Fifty million years ago the Indian sub-continent collided with the enormous Eurasian continent with a velocity of about 20 cm/year. With such a high velocity India was the fastest of the former parts of Gondwanaland, according to a report by a team of scientists from the GeoForschungsZentrum Potsdam (GFZ, Germany’s National Lab for Geosciences) and the National Geophysical Research Institute, India, in the 18th October 2007 edition of Nature.
Due to this collision at such high velocities the largest mountain belt on Earth, the Himalayas, was formed, as was the massive Tibetan plateau.
Until 140 million years ago India was part of the supercontinent Gondwanaland. When Gondwanaland broke up, its various parts drifted apart with different velocities. Today these various parts constitute India, Africa, Australia, Antarctica and South America.
However, the question which still remained to be answered was why India was quicker and moved much further than the other parts of Gondwanaland.
A new seismological method for determining the thickness of the present-day lithospheric plates with more precision than before has been developed at GFZ Potsdam.
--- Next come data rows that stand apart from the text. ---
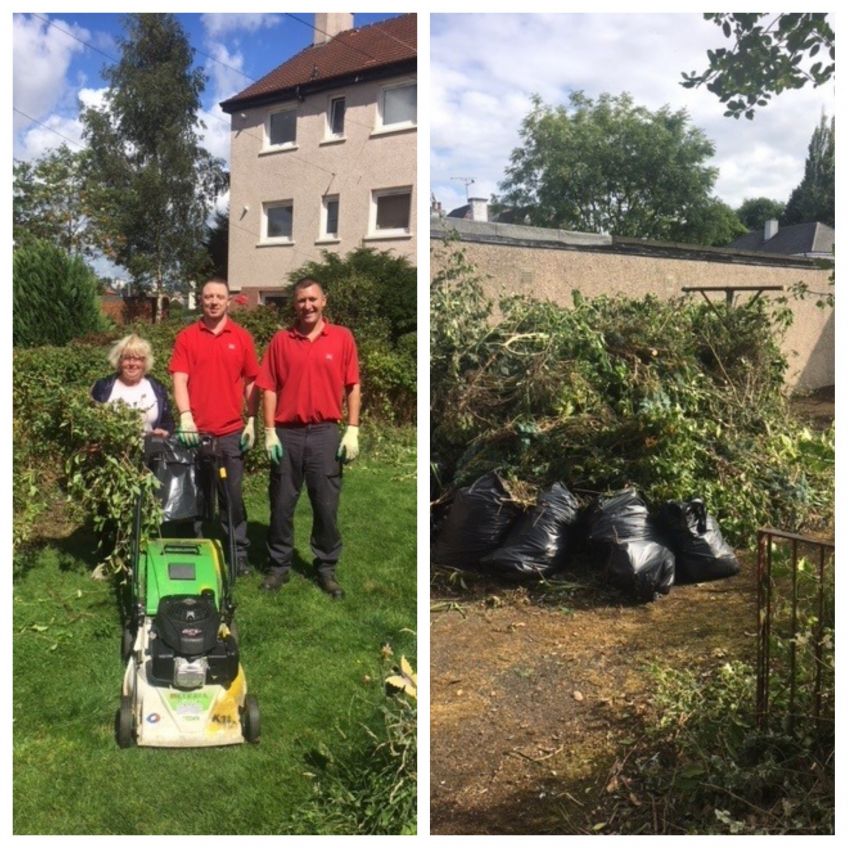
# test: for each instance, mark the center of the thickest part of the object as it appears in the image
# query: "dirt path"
(535, 699)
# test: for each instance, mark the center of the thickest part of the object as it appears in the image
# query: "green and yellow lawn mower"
(184, 685)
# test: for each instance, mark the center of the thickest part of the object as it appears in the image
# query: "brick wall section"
(551, 264)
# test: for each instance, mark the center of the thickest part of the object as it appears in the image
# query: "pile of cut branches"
(676, 398)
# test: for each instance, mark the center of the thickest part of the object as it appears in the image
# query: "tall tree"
(814, 198)
(755, 211)
(769, 55)
(155, 182)
(50, 201)
(610, 166)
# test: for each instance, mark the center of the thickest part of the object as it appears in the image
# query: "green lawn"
(314, 664)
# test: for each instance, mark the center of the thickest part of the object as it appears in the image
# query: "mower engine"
(189, 647)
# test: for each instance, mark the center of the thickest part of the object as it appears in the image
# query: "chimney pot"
(479, 208)
(328, 25)
(770, 229)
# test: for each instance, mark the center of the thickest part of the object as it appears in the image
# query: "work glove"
(187, 431)
(248, 435)
(349, 447)
(273, 446)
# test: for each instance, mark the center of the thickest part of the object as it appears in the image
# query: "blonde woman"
(132, 359)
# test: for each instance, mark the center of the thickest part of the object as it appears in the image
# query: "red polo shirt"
(218, 366)
(309, 377)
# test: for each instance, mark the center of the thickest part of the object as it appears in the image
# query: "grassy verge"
(315, 665)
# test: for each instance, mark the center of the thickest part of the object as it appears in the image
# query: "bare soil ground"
(538, 695)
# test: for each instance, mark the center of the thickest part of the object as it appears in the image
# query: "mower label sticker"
(192, 704)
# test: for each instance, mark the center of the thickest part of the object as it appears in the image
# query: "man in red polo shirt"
(214, 367)
(307, 372)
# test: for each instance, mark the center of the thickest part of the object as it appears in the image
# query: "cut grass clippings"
(314, 664)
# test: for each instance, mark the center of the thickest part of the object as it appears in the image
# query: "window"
(390, 212)
(399, 106)
(278, 221)
(282, 128)
(335, 117)
(330, 217)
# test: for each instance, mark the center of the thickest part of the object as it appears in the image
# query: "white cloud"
(41, 56)
(217, 25)
(484, 68)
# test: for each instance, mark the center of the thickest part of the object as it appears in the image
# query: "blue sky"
(58, 58)
(483, 69)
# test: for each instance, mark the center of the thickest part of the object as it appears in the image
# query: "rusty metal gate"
(795, 601)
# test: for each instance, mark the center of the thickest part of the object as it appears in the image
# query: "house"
(551, 264)
(813, 240)
(323, 154)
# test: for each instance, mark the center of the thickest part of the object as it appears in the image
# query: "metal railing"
(794, 596)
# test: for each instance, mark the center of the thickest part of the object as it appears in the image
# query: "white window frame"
(395, 232)
(329, 135)
(382, 126)
(286, 145)
(324, 235)
(276, 204)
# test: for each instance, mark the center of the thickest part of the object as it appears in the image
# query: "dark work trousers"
(309, 455)
(233, 461)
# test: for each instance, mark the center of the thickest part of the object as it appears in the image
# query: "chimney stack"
(771, 229)
(328, 25)
(479, 208)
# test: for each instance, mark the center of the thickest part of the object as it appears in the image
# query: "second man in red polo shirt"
(307, 372)
(214, 366)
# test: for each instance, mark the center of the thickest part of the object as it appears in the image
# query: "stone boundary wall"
(551, 264)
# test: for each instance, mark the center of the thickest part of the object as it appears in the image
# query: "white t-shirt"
(139, 396)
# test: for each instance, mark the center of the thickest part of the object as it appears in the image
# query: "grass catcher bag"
(537, 543)
(700, 552)
(626, 543)
(478, 519)
(180, 489)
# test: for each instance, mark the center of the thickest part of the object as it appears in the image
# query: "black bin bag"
(538, 542)
(176, 469)
(477, 521)
(626, 543)
(700, 552)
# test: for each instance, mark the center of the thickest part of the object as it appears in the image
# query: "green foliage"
(755, 211)
(54, 296)
(768, 56)
(50, 201)
(369, 788)
(90, 452)
(710, 770)
(677, 398)
(814, 198)
(609, 166)
(152, 183)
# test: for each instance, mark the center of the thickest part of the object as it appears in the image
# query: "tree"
(50, 201)
(608, 166)
(755, 211)
(814, 198)
(155, 183)
(768, 56)
(54, 296)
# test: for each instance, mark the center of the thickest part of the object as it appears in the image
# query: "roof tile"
(351, 51)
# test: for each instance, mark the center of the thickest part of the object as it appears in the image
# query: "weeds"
(369, 788)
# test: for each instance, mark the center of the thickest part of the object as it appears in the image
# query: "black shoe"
(329, 585)
(275, 578)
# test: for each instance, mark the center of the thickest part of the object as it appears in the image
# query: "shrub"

With this method the team of researchers has found that the Indian plate is only about 100 km thick, whereas the other parts of Gondwanaland are about 200 km thick and thus about twice as thick as India.
The reason for the break up of Gondwanaland was a mantle plume that heated the supercontinent from below, thereby causing it to break. This plume may have melted the lower part of the Indian sub-continent away, thus allowing India to move faster and further than the other parts.